# ⚡ LoRTA: Tensor Parametrizations


## Setup

Clone the repo

```bash
git clone https://github.com/Lightning-AI/lit-gpt
cd lit-gpt
```

Install dependencies

```bash
pip install -r requirements.txt tokenizers sentencepiece
```

All of our bash scripts are in the folder experiments.
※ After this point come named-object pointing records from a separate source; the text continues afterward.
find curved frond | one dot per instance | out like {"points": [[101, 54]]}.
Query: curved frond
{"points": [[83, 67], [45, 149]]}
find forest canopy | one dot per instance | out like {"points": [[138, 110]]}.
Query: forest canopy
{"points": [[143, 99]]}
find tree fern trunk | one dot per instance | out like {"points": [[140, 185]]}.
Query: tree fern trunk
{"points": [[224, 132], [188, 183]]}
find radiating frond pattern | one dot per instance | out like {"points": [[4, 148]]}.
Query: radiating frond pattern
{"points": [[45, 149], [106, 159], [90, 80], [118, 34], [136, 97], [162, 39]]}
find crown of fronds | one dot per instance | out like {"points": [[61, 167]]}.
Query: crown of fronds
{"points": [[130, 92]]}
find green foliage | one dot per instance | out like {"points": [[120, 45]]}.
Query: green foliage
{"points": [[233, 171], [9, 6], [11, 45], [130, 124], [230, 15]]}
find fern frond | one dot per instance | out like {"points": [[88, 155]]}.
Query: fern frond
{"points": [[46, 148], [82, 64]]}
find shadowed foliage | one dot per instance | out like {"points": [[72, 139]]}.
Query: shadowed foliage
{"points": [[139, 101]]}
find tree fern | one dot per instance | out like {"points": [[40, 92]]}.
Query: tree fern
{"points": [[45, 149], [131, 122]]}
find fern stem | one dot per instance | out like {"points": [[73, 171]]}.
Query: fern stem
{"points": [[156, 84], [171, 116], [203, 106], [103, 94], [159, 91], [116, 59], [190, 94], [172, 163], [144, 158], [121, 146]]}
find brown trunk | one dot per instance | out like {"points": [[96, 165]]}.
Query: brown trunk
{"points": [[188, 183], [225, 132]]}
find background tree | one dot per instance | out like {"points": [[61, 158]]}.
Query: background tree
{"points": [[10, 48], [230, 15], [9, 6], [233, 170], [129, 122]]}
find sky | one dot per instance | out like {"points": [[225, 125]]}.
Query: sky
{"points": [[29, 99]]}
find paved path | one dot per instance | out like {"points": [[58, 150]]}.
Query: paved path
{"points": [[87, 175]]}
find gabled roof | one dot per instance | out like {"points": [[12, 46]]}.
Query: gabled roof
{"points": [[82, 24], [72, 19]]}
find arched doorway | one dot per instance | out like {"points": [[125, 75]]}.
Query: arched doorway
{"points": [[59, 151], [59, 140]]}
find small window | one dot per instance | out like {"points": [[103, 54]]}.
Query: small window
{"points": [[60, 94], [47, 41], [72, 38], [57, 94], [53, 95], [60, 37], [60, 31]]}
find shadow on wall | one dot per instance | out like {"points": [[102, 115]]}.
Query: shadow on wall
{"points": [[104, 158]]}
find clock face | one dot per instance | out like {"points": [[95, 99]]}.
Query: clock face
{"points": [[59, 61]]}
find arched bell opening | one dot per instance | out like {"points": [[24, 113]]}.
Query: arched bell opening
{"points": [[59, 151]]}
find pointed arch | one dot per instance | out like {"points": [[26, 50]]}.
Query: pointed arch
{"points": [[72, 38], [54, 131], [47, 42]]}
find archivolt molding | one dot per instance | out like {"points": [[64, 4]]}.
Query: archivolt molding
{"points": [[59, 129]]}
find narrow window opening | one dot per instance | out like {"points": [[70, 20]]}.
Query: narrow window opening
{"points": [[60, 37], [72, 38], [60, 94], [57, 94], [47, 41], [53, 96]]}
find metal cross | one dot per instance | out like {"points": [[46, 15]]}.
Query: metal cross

Download the alpaca dataset and LLAMA 7B model:
```bash
./experiments/prepare_llama7b_alpaca.sh
```

The baseline lora can be run using
```bash
./experiments/lora-bline.sh
```

## Llama Experiments

You have to run first 
```bash
./experiments/prepare_llama7b_alpaca.sh
```

If any of these give you an out of memory, pass --micro_batch_size 2 to the script.
Modify CUDA_VISIBLE_DEVICES to run on a different GPU.

### Learning Rate Grid Search
I set up a grid search of 8 values for the learning rate using rank=256 which aproximately matches the number of parameters in the original LORA with rank 1. Feel free to modify the script to try different values. The default is 3e-4 for LoRA and 4e-3 for VeRA.

```bash
./experiments/lr_sweep.sh
```
### Rank Sweep
I set up a grid search of 8 values for the rank ranging from 6 to 768. Feel free to modify the script to try different values. 

```bash
./experiments/rank_sweep.sh
```

## Other things I want to fine-tune/play around with

* `alpha`: this hyperparameter scales the update ($W' = W+\alpha/r * dW$). Default is 16, but it gets scaled inversely by the matrix rank in OG LORA.
* `lora_dropout`: adapter dropout - we might need less or even no regularization. Default is 0.05.